VectorEnv with MultiAgentEnv instances Fails

Has anyone been able to use a VectorEnv with sub environments of MultiAgentEnvs successfully?

I am currently trying to have a class like the following;

class MultiVectorizedSimSimEnv(VectorEnv):
    """Vectorized version of the SimSimEnv."""
    def __init__(self, env_config: dict, episode_length=10):

        self.env = SimSimEnv(env_config, episode_length=episode_length)

        super().__init__(
            observation_space=self.env.observation_space,
            # action space
            action_space=self.env.action_space,
            num_envs=env_config.get("num_sims", 1),  # default to 1
        ),
....
        self.sims = [
            SimSimEnv(env_config=env_config, episode_length=tent_episode_length)
            for _ in range(self.num_sims)
        ]

that has instances of the following environment class

class SimSimEnv(MultiAgentEnv):
    def __init__(self, env_config, episode_length, config=None):

However, Ray doesn’t appear to recognize that the subenvs are multiagent and throws an error that I can’t use multiagent training on the vector env:

Error:

ValueError: Have multiple policies <PolicyMap lru-caching-capacity=100 policy-IDs=[‘policy_red’, ‘policy_blue’]>, but the env <harness.envs.multi_simsim_env.MultiVectorizedSimSimEnv object at 0x0000019BD0AC2170> is not a subclass of BaseEnv, MultiAgentEnv, ActorHandle, or ExternalMultiAgentEnv!

This is the configuration I have been using for training:

    def env_creator(_):
        return MultiVectorizedSimSimEnv(env_config)  # return an env instance

    tune.register_env("multi_simsim", env_creator)

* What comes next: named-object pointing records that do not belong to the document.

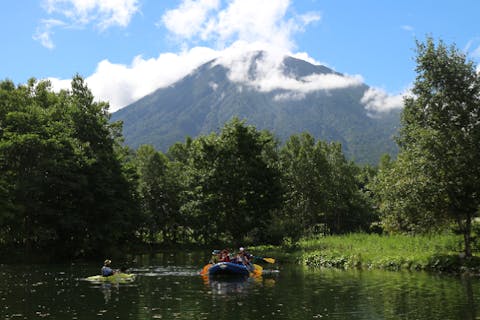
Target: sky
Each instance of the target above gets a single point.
(125, 49)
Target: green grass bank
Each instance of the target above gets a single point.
(436, 253)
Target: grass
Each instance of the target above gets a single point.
(442, 253)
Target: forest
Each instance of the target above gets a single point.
(70, 187)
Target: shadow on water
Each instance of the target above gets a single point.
(169, 286)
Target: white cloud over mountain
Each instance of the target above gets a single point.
(237, 28)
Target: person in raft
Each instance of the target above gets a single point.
(106, 269)
(243, 257)
(224, 256)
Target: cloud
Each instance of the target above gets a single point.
(239, 20)
(408, 28)
(189, 19)
(269, 71)
(44, 32)
(377, 100)
(121, 84)
(103, 14)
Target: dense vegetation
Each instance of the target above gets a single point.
(67, 185)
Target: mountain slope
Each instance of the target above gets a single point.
(207, 98)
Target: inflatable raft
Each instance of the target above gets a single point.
(115, 278)
(230, 268)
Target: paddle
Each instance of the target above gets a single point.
(257, 270)
(268, 260)
(205, 269)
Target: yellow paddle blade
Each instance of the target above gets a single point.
(269, 260)
(205, 269)
(257, 270)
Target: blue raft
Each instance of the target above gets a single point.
(229, 268)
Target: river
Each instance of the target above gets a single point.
(168, 286)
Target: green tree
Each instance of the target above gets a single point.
(66, 185)
(232, 186)
(322, 193)
(158, 190)
(435, 178)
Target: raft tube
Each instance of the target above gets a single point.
(229, 268)
(116, 278)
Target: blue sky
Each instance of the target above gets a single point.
(127, 48)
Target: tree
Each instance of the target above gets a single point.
(322, 192)
(158, 191)
(66, 186)
(436, 175)
(231, 184)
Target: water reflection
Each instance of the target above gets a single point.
(168, 287)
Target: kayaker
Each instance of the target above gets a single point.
(106, 269)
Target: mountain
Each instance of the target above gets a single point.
(212, 94)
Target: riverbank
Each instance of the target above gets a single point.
(436, 253)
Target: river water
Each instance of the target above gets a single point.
(168, 286)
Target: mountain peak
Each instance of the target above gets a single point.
(271, 91)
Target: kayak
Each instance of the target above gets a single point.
(230, 268)
(115, 278)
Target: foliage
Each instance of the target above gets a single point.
(435, 252)
(435, 179)
(231, 186)
(322, 190)
(62, 179)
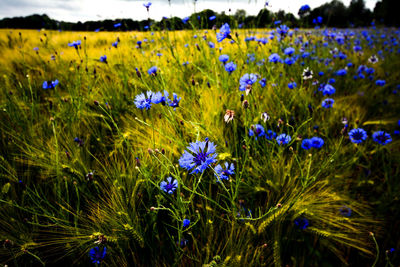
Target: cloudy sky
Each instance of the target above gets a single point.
(83, 10)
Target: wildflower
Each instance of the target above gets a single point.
(263, 82)
(317, 142)
(103, 59)
(186, 223)
(373, 59)
(247, 79)
(380, 82)
(341, 72)
(301, 223)
(223, 58)
(289, 61)
(345, 211)
(229, 115)
(274, 58)
(289, 51)
(304, 8)
(292, 85)
(175, 101)
(327, 103)
(282, 30)
(89, 176)
(144, 101)
(265, 117)
(230, 67)
(307, 74)
(185, 20)
(97, 255)
(382, 137)
(306, 144)
(147, 5)
(328, 90)
(50, 84)
(283, 139)
(221, 173)
(224, 32)
(201, 154)
(169, 186)
(357, 135)
(75, 44)
(152, 71)
(256, 130)
(270, 135)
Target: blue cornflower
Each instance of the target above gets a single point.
(328, 90)
(263, 82)
(169, 186)
(289, 61)
(327, 103)
(185, 20)
(282, 30)
(270, 135)
(317, 142)
(257, 131)
(175, 101)
(305, 8)
(143, 101)
(283, 139)
(50, 84)
(247, 79)
(152, 71)
(201, 154)
(103, 59)
(186, 223)
(230, 67)
(224, 32)
(97, 255)
(341, 72)
(345, 211)
(382, 137)
(223, 58)
(221, 173)
(292, 85)
(274, 58)
(75, 44)
(301, 223)
(289, 51)
(380, 82)
(357, 135)
(147, 5)
(306, 144)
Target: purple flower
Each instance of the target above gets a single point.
(224, 32)
(169, 186)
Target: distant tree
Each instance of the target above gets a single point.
(264, 18)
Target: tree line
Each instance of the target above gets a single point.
(331, 14)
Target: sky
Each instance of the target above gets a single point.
(84, 10)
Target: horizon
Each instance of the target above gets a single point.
(75, 10)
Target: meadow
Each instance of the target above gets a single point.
(226, 147)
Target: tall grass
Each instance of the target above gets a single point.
(60, 198)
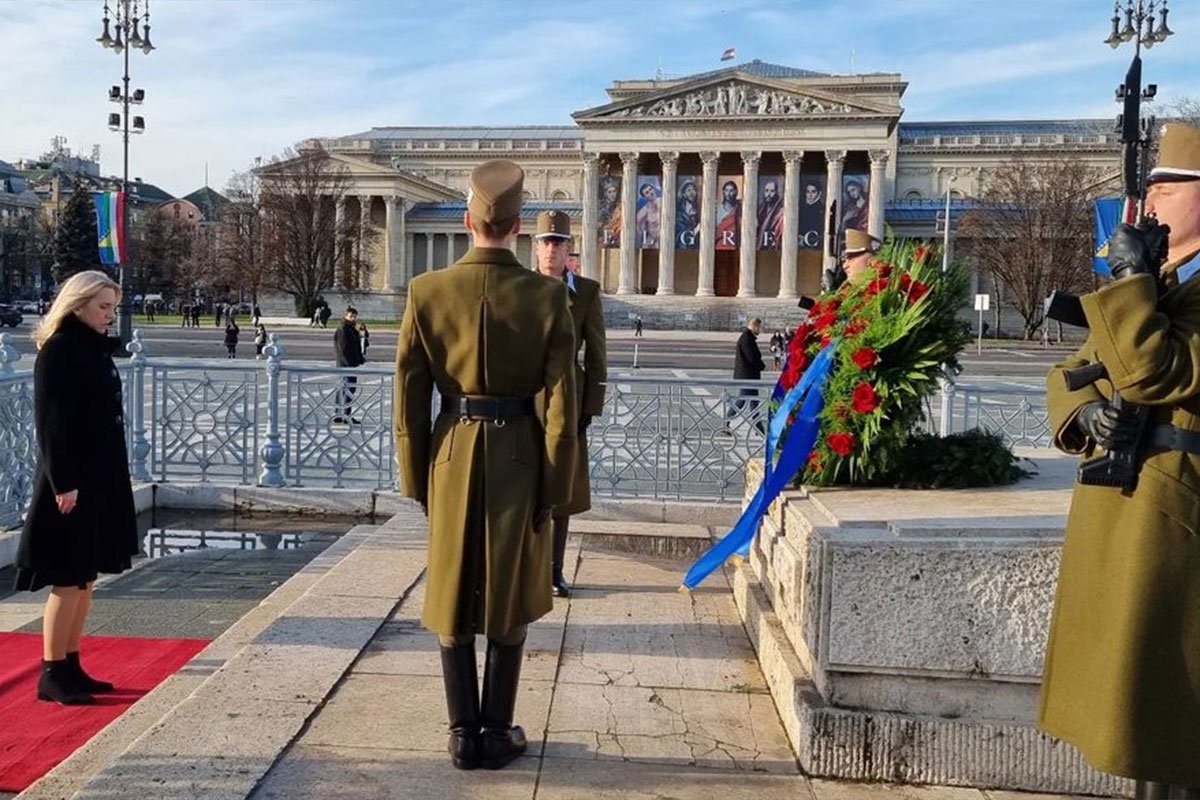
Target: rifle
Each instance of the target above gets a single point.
(1119, 467)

    def select_policy(agent_id, episode, **kwargs):
        return f"policy_{agent_id}"

    # Define the configuration
    from ray.rllib.algorithms.algorithm_config import AlgorithmConfig, PolicySpec

    from harness.policies.example_policy import EntropyLossPG

    config = (
        AlgorithmConfig(algo_class=EntropyLossPG)
        .environment(env="multi_simsim", disable_env_checking=True)
        .framework("torch")
        .rollouts(
            num_rollout_workers=0,
            num_envs_per_worker=4,
            rollout_fragment_length=8,  # was 10
        )
        .multi_agent(
            policies={
                "policy_red": PolicySpec(
                    config=AlgorithmConfig.overrides(
                        model={"use_lstm": True}, framework_str="torch"
                    )
                ),
                "policy_blue": PolicySpec(
                    config=AlgorithmConfig.overrides(
                        model={"use_lstm": True}, framework_str="torch"
                    )
                ),
            },
            policy_mapping_fn=select_policy,
        )
        .build()
    )

    # Start the training
    tune.run("PPO", config=config)

How severe does this issue affect your experience of using Ray?

  • High: It blocks me to complete my task.

Fixed! Just do the following:

class MultiAgentSupport(MultiAgentEnv):
    def __init__(self, **kwargs):
        self.num_envs = kwargs.get("num_envs")

        super().__init__(
            observation_space=self.env.observation_space,
            action_space=self.env.action_space,
        )

and in the VectorEnv class inherit it

class MultiVectorizedSimSimEnv(VectorEnv, MultiAgentSupport):